Price To Earning Ratio (PER)
PER = share market price
Benefits per share in the last 12 months
Continuing with our example, we can see that the society XYZ obtained a benefit of 10 in the last 12 months. Let?s now suppose that it has in shares in circulation and that its quotation is of 40 dollars, so with this information the PER would be calculated as follows:
PER = 40 = 40
1
What interpretation can you give to PER of 40 in relation to a determined number of shares?
Before anything, we must emphasize that this figure does not say absolutely nothing if it is not compared with that of other companies that operate in the same sector, as with also to those of all the whole market. Also, you have to have in mind that the PER of a determined number of securities is only significant when it is compared with the PER of the former years.
You must consider the PER as an expression of affection of the market towards a determined company and by extension, to its securities; in no way is it as important to measure the value of a company as could be the indexes of ?profitability of the own funds or that of the growth rhythm.

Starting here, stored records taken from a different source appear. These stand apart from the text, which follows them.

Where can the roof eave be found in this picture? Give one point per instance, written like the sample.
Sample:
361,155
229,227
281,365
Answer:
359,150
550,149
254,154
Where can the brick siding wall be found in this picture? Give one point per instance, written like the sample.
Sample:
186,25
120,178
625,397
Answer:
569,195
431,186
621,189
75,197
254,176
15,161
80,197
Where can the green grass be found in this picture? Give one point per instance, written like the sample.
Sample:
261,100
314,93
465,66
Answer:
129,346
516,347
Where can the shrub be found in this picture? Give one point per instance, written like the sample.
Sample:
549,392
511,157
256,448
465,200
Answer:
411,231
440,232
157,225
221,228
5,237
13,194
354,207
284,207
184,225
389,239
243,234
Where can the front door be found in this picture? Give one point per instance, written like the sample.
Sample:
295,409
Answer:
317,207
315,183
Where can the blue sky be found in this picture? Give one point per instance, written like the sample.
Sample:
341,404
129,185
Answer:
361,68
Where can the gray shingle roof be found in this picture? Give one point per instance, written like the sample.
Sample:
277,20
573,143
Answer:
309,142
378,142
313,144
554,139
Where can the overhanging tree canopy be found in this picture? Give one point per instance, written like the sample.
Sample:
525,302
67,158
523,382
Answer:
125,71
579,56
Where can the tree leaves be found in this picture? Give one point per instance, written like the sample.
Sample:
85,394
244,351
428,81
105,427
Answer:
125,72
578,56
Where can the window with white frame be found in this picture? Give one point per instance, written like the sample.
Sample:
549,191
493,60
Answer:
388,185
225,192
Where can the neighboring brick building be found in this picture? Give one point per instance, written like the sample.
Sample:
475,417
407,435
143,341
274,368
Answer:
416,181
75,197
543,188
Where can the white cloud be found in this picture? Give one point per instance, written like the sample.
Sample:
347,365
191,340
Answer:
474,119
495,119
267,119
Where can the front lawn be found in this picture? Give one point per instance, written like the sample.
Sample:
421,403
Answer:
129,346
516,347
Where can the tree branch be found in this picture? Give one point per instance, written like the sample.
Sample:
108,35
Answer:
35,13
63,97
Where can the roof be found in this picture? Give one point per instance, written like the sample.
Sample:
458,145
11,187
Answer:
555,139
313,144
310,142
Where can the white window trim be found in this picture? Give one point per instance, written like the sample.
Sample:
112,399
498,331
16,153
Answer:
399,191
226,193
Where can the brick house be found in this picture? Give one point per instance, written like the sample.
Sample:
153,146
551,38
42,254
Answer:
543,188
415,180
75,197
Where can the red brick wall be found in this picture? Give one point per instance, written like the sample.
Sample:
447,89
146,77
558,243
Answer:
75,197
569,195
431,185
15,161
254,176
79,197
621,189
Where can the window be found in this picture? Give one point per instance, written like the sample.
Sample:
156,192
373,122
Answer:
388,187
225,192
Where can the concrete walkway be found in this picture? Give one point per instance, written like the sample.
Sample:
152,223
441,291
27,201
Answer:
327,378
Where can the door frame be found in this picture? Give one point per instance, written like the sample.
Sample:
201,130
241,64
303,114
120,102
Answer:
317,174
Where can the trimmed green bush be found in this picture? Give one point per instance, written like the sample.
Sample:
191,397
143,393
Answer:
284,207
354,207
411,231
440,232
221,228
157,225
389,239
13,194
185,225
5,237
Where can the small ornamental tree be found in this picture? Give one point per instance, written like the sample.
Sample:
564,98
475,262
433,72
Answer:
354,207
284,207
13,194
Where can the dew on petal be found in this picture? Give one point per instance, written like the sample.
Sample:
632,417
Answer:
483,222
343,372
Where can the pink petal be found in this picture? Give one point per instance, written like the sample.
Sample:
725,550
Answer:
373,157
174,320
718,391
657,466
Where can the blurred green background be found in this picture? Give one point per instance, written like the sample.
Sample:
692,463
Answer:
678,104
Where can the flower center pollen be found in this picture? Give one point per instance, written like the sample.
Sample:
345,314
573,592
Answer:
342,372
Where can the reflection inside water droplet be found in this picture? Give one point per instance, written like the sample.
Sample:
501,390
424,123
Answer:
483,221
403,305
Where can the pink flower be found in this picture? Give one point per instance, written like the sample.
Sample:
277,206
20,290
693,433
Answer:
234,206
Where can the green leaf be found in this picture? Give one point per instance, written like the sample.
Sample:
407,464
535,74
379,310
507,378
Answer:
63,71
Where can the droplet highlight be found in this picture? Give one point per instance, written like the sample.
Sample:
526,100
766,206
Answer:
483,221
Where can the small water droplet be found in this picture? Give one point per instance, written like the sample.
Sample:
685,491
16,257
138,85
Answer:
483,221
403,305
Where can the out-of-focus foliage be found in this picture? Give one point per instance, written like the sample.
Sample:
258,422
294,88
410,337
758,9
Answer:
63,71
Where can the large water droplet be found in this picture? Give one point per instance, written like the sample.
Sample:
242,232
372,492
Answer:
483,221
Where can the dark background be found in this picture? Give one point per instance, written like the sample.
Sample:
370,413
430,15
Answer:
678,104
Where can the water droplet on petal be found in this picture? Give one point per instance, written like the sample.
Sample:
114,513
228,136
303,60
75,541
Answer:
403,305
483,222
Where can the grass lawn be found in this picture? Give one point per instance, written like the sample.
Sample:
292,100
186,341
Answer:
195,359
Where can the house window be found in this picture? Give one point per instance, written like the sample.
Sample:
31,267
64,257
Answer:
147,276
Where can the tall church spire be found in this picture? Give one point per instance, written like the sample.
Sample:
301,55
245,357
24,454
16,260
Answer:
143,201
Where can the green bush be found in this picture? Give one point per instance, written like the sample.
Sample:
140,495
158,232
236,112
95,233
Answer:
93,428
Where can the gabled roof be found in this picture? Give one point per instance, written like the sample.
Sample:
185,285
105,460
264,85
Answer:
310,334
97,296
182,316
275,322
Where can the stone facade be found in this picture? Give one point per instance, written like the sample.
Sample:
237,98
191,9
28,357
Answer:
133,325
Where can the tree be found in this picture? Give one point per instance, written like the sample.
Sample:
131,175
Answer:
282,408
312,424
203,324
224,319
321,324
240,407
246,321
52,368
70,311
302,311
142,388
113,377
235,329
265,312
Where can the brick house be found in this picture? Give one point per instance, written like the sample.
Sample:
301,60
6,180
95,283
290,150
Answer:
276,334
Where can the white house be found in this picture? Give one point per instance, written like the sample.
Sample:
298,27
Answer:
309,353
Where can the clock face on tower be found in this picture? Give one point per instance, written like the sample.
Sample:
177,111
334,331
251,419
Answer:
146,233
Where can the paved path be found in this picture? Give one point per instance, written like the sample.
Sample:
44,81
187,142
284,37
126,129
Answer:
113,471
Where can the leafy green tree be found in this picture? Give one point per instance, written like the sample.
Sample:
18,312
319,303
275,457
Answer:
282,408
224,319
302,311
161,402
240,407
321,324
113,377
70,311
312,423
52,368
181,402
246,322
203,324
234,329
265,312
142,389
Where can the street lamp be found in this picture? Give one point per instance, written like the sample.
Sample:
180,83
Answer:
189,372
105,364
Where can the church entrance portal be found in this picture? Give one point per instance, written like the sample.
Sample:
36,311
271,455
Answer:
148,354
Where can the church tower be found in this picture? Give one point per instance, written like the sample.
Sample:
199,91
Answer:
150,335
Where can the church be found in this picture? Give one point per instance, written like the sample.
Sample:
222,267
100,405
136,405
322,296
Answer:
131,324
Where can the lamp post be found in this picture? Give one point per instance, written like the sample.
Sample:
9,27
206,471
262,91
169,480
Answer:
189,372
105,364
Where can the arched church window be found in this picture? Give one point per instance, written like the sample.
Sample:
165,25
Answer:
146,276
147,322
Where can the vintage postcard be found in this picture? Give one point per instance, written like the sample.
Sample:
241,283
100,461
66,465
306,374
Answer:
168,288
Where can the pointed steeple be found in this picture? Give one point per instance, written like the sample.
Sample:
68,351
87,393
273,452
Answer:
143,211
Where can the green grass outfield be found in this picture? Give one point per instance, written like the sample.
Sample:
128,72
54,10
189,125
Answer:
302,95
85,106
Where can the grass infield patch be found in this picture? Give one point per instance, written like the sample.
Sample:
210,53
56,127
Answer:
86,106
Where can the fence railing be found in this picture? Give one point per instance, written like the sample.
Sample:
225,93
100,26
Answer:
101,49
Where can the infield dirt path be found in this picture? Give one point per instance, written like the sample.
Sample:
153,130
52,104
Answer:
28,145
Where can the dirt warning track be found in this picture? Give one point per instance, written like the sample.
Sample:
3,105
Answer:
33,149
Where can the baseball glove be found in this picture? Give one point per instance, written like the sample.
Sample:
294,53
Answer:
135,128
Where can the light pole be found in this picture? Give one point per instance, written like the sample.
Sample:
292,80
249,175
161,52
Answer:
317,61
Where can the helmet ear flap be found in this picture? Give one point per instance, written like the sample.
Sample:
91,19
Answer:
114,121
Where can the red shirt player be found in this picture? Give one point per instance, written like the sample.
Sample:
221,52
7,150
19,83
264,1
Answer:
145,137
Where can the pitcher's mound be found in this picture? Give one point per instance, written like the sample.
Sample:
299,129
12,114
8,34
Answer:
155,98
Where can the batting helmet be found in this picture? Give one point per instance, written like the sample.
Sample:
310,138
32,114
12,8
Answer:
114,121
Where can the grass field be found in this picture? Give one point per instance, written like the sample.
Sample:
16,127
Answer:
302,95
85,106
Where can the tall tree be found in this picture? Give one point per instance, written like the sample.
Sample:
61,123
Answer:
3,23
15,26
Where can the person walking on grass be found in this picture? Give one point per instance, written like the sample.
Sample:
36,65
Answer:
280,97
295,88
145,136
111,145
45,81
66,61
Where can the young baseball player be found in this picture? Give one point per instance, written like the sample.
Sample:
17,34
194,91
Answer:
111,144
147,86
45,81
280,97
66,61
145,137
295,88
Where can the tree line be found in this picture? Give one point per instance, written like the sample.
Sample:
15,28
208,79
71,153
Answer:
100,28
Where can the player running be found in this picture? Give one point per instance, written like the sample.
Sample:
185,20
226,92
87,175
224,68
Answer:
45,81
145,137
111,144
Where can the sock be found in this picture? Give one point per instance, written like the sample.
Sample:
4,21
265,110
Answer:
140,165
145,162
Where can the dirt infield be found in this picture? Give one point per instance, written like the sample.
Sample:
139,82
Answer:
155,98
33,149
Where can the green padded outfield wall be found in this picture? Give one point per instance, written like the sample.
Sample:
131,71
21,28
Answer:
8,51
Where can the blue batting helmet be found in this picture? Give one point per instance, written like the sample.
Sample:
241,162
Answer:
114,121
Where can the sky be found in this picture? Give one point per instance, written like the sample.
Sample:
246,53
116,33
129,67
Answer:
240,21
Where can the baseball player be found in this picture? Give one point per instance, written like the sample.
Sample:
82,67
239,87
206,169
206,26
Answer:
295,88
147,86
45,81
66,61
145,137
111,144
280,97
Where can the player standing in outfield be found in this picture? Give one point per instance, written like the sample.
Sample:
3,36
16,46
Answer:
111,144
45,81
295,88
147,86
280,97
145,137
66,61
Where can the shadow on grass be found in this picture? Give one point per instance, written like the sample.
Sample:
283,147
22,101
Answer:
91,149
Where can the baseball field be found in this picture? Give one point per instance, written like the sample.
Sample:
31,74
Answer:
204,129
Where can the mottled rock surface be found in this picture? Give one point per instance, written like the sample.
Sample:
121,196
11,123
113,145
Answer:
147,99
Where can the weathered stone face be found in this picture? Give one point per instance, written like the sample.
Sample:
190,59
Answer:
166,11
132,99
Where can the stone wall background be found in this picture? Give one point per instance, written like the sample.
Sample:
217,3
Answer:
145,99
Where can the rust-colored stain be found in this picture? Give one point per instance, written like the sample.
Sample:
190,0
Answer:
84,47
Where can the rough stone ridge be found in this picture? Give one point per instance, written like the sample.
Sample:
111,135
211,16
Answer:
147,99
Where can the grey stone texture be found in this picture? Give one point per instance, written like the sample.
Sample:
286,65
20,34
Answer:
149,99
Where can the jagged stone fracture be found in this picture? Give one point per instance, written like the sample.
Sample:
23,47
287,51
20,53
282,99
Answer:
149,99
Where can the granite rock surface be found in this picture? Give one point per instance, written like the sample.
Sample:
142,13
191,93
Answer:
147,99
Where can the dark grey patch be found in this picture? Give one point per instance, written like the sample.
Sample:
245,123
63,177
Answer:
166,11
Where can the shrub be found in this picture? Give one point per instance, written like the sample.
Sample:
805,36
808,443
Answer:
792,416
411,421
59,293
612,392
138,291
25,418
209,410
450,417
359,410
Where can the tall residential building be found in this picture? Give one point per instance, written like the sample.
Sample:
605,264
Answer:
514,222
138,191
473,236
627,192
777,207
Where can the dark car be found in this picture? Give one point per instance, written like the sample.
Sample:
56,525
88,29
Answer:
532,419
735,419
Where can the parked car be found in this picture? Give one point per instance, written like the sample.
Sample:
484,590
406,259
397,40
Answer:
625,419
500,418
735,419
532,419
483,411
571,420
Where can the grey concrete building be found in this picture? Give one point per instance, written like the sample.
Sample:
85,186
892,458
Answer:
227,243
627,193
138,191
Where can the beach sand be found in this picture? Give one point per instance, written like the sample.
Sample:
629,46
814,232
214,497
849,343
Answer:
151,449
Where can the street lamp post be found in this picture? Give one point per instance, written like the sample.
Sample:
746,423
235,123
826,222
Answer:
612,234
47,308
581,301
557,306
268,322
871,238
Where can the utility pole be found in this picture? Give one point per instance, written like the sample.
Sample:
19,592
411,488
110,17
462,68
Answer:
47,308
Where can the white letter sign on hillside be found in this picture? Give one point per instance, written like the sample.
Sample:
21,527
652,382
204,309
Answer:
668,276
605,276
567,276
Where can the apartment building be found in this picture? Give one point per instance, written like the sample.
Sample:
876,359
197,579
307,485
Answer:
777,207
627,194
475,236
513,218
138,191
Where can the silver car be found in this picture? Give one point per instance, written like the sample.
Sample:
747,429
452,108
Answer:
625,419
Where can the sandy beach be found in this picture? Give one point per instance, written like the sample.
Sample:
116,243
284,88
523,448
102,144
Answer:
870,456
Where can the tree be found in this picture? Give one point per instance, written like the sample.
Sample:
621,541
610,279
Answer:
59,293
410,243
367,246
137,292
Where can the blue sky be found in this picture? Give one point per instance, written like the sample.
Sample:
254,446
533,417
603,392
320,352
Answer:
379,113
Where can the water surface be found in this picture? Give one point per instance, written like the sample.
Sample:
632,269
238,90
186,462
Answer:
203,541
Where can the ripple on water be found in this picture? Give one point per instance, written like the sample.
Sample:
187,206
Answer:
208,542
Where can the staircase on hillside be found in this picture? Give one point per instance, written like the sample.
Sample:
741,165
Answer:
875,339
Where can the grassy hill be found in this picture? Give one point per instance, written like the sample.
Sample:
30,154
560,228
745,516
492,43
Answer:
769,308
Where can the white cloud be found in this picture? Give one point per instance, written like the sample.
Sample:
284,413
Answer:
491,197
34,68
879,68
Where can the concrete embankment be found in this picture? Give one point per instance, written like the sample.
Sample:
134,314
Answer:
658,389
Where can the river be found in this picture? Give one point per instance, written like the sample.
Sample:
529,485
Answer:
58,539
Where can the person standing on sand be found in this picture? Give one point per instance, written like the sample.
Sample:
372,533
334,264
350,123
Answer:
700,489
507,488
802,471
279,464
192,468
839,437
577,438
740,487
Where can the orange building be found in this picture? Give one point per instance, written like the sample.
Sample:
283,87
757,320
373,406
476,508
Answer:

Recently, some comparative studies have been made between the historical results obtained in the market for securities of high PER and those obtained for low PER securities. These studies have allowed discovering that, in general, the low PER securities (10 or less) had better results than those with high PER (30 or more).
There are several reasons to justify this. In the first place, securities with high PER, due that they are in great proportion property of large investors, they are usually more volatile due that this type of investors buy and sell at a faster rhythm. In the second place, a high PER might mean that the market has taken into account the future growth; that is, that the price of securities reflect the future growth in the sales and on the benefits.
The results of these studies makes us think that the individual investors should be more careful when exploring the possibility of investing in high PER securities.